La dernière lettre de Mme Hamelin au comte de Montbel est de 1836, et c’est seulement dans une liasse datée de 1850 que je trouve à nouveau l’écriture si curieuse de la pétulante créole. Ces pages ne furent pas adressées à mon grand père, mais à Marmont de qui il les tenait. Elles furent griffonnées à l’heure où le pouvoir était enfin entre les mains d’un Bonaparte. Elle doit donc exulter d’aise, la grande admiratrice de Napoléon. Hélas ! elle est au contraire toute désenchantée, et ce désenchantement fut un des derniers que la vie devait lui infliger, puisqu’elle mourut le 29 avril 1851.

Voyons comment à Marmont, ce vieil ami de l’armée d’Italie, elle raconte ses déceptions, en même temps que des choses assez curieuses à propos de Chateaubriand :

« Je suis si confuse d’être confuse ! Cette situation est si peu dans mes allures que je ne savais comment aborder mes aveux et rétractations.

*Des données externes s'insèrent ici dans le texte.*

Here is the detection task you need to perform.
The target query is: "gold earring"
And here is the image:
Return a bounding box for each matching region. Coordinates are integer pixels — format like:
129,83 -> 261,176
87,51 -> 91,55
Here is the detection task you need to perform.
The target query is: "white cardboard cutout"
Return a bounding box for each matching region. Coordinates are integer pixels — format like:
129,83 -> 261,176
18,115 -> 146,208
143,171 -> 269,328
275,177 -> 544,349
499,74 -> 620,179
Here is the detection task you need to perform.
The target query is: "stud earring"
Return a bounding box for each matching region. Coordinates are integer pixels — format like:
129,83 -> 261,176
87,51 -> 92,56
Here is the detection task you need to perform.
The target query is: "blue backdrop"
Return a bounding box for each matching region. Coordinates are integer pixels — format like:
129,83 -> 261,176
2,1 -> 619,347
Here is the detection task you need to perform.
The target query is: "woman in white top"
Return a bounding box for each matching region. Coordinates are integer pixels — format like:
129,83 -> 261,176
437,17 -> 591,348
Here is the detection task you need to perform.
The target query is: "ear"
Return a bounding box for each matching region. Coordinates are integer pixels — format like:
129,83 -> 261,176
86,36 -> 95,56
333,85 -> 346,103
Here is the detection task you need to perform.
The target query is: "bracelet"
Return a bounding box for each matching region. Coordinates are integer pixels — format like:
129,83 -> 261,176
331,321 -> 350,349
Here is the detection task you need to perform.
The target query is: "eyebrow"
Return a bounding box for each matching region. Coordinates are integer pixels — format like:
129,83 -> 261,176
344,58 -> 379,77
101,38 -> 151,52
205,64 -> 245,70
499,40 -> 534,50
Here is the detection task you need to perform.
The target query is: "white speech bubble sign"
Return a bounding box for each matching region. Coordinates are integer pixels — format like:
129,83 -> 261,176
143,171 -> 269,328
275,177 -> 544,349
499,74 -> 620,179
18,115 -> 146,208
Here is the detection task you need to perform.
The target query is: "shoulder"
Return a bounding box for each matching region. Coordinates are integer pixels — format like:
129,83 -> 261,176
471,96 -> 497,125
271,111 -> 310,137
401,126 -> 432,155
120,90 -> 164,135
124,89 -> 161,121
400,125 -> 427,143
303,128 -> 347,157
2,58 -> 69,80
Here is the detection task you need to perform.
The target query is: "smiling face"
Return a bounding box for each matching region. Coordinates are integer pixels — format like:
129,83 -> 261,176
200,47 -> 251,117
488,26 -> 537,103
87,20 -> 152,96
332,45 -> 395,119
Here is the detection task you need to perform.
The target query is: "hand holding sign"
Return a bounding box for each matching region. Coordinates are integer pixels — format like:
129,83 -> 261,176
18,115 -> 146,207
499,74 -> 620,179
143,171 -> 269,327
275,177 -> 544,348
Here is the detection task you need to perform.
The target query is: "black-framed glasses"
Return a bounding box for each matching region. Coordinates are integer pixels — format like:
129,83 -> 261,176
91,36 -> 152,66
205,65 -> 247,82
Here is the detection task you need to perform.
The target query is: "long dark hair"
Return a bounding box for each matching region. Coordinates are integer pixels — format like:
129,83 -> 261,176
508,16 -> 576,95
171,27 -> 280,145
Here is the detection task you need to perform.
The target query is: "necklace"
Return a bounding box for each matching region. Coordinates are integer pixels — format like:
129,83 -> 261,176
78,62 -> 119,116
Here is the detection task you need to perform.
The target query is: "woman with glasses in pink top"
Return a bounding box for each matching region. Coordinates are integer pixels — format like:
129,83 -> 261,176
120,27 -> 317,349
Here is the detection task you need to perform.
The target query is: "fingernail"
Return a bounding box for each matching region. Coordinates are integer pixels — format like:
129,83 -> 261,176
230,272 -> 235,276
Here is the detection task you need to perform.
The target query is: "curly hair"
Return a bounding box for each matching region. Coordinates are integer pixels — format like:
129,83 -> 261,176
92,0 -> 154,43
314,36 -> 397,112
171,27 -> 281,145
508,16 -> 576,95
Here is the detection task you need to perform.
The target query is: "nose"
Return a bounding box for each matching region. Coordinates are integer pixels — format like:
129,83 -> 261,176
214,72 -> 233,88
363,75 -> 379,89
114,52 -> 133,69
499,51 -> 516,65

Cher ami, pardonnez à mes inconcevables illusions. Oui, oui, j’ai cru le prince Louis-Bonaparte neveu de l’Empereur, — au moins par ce reflet que les aînés imprimeur aux cadets, selon l’illustre Buffon. Lorsque j’ai aperçu ces yeux ternes et caves, ce corps d’une pièce où l’opium règne en maître, tempéré par le Xérès, je n’ai retrouvé ni le sang corse, ni le hollandais qui était très beau, ma foi, ni le gentleman rider. Hélas ! Hélas ! Quelle effroyable mystification ! Quelle leçon désespérante, inouïe !

« Nous voguons sur une nacelle gouvernée par toutes les mains ou menottes. Une seule passion domine : la rage de poursuivre l’œuvre de caricature de l’Empire. Machiavel n’était qu’une rosière près de notre lâche majorité.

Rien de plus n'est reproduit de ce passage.